|About this Abstract
||2017 TMS Annual Meeting & Exhibition
||Multiscale Architectured Materials (MAM II): Tailoring Mechanical Incompatibility for Superior Properties
||High Temperature Plasticity of Cu-Cr Nanolayered and Chemically Nanostructured Cu-Cr Films
||Gerhard Dehm, T. Harzer, C. Liebscher, R. Raghavan
|On-Site Speaker (Planned)
This talk reviews the influence of microstructure evolution on the plasticity of Cu-Cr films using two microstructure concepts: nanolayering versus nanostructuring. PVD was used to create Cu-Cr nanolayered and alloyed films of identical composition.

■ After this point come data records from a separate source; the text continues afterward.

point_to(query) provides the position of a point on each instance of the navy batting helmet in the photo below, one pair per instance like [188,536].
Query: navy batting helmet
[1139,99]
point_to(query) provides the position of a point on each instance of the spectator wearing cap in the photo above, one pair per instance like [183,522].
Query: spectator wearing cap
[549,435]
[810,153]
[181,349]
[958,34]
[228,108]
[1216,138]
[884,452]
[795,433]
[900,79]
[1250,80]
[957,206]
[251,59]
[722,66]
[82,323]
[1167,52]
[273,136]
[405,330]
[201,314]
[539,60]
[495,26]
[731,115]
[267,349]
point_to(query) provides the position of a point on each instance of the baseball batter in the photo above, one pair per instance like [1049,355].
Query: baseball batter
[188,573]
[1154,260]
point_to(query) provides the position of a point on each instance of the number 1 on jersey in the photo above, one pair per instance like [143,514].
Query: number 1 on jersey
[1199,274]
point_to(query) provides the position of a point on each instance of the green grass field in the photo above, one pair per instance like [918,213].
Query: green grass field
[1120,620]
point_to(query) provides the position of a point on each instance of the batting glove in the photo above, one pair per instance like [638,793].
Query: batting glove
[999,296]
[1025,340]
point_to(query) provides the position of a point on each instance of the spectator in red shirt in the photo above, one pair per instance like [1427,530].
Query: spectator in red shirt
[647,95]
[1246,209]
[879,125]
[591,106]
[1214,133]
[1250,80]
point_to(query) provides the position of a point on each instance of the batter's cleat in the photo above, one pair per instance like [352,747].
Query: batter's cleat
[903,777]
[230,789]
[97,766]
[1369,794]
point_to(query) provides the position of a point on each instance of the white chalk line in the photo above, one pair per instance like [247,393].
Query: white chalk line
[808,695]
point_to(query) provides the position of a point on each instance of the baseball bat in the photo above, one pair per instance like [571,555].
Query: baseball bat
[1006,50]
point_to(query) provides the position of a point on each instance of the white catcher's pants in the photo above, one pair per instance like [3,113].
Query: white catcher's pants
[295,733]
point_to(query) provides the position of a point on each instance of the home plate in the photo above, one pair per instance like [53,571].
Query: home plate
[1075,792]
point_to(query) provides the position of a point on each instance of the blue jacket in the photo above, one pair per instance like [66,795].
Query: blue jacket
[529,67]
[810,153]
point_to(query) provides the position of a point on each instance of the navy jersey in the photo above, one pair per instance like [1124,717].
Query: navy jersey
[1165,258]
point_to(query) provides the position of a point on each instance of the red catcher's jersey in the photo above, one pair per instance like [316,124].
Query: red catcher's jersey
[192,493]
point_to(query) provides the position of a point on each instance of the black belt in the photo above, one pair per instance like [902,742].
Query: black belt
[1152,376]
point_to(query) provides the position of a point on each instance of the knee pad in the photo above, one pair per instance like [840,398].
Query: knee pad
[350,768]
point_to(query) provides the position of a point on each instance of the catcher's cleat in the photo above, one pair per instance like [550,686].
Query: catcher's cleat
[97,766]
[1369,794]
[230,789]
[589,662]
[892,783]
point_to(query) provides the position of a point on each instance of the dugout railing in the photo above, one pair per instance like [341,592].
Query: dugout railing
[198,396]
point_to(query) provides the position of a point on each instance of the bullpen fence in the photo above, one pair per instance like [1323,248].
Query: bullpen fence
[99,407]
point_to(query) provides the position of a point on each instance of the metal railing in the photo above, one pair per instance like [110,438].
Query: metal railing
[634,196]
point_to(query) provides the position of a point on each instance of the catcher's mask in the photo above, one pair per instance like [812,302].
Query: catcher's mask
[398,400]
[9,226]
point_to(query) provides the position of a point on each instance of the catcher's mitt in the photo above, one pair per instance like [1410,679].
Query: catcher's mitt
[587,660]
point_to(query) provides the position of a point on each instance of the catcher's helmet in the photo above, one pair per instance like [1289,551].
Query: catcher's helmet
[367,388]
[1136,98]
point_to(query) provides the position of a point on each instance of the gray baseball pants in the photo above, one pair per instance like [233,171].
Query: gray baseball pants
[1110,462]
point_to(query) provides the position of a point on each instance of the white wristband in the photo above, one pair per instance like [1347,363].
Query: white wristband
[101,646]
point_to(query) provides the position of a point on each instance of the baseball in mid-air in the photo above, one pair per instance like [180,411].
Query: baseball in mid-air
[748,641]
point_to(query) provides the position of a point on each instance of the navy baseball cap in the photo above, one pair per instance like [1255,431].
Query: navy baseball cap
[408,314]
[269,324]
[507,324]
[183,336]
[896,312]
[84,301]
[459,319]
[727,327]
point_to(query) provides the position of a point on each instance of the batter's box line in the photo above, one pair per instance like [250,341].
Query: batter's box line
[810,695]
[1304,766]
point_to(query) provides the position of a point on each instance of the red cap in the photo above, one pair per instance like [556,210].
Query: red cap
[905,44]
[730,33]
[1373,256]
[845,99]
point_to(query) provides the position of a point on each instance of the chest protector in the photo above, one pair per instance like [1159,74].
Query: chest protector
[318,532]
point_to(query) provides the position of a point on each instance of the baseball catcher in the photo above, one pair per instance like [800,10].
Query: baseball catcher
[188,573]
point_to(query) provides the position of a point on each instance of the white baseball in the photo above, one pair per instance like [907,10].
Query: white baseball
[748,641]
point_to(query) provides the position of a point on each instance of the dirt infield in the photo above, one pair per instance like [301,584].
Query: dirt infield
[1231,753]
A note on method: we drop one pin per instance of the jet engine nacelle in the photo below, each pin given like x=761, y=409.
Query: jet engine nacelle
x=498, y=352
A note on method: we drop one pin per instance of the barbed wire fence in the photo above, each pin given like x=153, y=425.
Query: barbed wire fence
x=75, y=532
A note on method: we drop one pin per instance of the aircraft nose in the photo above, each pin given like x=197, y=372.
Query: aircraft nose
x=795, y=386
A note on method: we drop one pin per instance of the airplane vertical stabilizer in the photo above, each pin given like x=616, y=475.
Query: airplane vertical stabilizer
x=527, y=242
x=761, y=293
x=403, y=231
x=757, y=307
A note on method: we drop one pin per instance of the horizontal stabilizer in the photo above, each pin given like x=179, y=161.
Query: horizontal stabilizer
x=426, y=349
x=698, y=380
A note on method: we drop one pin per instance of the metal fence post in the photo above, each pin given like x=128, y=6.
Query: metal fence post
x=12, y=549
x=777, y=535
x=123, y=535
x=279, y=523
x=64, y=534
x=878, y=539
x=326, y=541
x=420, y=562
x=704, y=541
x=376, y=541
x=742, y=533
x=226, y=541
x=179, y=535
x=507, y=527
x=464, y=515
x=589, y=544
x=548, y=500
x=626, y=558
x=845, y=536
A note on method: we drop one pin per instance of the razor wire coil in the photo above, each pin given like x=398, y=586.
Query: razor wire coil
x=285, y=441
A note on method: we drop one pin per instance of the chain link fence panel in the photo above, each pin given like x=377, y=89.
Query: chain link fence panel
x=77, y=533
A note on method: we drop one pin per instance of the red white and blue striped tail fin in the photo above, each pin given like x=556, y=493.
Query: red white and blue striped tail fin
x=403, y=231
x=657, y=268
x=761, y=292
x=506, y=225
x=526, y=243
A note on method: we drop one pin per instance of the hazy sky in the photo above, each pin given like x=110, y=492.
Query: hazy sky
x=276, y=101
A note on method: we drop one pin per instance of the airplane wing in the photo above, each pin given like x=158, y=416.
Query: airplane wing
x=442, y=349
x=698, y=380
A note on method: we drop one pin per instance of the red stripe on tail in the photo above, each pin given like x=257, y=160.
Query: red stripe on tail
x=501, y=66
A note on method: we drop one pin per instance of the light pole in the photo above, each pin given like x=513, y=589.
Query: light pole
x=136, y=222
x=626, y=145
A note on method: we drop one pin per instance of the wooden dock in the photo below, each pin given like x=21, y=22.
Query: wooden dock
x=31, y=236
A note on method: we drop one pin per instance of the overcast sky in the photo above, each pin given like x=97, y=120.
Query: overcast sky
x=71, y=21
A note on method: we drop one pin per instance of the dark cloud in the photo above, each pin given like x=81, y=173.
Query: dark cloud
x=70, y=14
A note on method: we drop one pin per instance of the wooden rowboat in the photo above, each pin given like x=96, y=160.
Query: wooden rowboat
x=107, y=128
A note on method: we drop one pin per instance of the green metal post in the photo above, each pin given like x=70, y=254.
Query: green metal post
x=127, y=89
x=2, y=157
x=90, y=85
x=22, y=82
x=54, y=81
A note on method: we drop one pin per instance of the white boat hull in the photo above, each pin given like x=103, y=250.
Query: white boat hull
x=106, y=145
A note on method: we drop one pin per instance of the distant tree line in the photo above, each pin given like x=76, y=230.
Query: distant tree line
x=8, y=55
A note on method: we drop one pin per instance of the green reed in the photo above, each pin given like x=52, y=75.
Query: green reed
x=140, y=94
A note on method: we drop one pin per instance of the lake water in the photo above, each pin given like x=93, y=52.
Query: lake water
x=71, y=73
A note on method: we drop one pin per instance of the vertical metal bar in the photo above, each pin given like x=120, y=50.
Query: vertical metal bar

Alloyed films with 66at%Cu (Cu66Cr34) and Cu20Cr80 were found to form supersaturated solid solutions which consist only of bcc nanocrystals rather than fcc and bcc grains as thermodynamically expected. Advanced TEM studies reveal a hierarchical nanostructure for the bcc Cu66Cr34 alloy film: the supersaturated grains start to phase separate by spinodal decomposition leading to chemical gradients on the length-scale of a few nanometers. While the nanolayered Cu-Cr films reveal higher strength in microcompression testing at 25°C than the alloyed Cu-Cr films, they are more prone to diffusion assisted deformation at elevated temperatures. In contrast, the nanocrystalline grain size and chemical modulations within the supersaturated bcc grains lead to an improved mechanical performance at elevated temperature.